ZFS's 'panic on on-disk corruption' behavior is a serious flaw
Here's a Twitter conversation from today:
@aderixon: For a final encore at 4pm today, I used a corrupted zpool to kill an entire Solaris database cluster, node by node. #sysadmin
@thatcks: Putting the 'fail' in 'failover'?
@aderixon: Panic-as-a-service. Srsly, "zpool import" probably shouldn't do that.
@thatcks: Sadly, that's one of the unattractive sides of ZFS. 'Robust recovery from high-level on-disk metadata errors' is not a feature.
@aderixon: Just discovering this from bug reports. There will be pressure to go back to VXVM now. :-(
Let me say this really loudly:
Panicing the system is not an error-recovery strategy.
That ZFS is all too willing to resort to system panics instead of having real error handling or recovery for high level metadata corruption is a significant blemish. Here we see a case where this behavior has had a real impact on a real user, and may cause people to give up on ZFS entirely. They are not necessarily wrong to do so, either, because they've clearly hit a situation where ZFS can seriously damage their availability.
In my jaundiced sysadmin view, OS panics are for temporary situations where the entire system is sufficiently corrupt or unrecoverable that there is no way out. When ZFS panics on things that are recoverable with more work, it's simply being lazy and arrogant. When the issue is with a single pool, ZFS panicing converts a single-pool issue into an entire-server issue, and servers may have multiple pools and all sorts of activities.
Panicing due to on-disk corruption is even worse, as it converts lack of error recovery into permanent unavailability (often for the entire system). A temporary situation at least might clear itself when you panic the system and reboot, as you can hope that a corrupted in-memory data structure will be rebuilt in non-corrupted form when the system comes back up. But a persistent condition like on-disk corruption will never go away just because you reboot the server, so there is very little hope that ZFS's panic has worked around the problem. At the best, it's still lurking there like a landmine waiting to blow your system up later. At the worst, in single server situations you can easily get the system locked into a reboot loop, where it boots and starts an import and panics again. In clustering or failover environments, you can wind up taking the entire cluster down (along with all of its services) as the pool with corruption successively poisons every server that tries to recover it.

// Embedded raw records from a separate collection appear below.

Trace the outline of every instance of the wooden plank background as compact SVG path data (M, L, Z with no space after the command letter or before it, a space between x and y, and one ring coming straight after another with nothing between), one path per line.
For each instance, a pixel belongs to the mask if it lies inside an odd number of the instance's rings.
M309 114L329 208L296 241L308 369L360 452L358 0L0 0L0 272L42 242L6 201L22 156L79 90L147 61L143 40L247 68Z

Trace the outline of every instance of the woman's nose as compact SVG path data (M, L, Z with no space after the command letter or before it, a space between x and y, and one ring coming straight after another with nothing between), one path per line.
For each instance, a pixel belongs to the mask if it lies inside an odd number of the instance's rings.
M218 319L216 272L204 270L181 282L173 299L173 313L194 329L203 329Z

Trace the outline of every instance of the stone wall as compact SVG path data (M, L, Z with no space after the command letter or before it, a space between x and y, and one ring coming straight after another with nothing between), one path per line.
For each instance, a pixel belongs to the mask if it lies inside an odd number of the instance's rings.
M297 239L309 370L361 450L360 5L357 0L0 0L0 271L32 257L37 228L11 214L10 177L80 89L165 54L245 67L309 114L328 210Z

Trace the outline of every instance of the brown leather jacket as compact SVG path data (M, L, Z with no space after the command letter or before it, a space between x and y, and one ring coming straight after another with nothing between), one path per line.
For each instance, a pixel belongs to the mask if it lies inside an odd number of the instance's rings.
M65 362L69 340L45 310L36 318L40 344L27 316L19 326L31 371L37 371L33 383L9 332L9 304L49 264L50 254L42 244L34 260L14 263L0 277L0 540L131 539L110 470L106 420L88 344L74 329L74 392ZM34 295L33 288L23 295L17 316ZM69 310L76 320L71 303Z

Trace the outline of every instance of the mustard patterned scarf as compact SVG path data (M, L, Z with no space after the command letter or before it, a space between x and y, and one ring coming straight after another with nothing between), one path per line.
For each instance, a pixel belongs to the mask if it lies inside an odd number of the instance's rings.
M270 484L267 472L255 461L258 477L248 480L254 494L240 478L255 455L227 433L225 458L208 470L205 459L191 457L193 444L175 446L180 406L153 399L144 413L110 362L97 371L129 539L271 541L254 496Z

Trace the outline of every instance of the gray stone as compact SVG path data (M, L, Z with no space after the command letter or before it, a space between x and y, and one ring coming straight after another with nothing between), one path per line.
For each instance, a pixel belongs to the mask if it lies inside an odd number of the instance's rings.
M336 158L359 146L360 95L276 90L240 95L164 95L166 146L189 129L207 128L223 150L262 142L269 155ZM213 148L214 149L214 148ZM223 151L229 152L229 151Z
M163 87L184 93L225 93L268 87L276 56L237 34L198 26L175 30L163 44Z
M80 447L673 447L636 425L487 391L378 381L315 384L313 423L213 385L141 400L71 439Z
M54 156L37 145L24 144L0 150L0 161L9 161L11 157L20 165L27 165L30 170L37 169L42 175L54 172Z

Unfortunately none of this is likely to change any time soon, at least in the open source version of ZFS. ZFS has been like this from the start and no one appears to care enough to fund the significant amount of work that would be necessary to fix its error handling.
(It's possible that Oracle will wind up caring enough about this to do the work in a future Solaris version, but I'm dubious even of that. And if they do, it's not like we can use it.)
(I had my own experience with this sort of thing years ago; see this 2008 entry. As far as I can tell, very little has changed in how ZFS reacts to such problems since then.)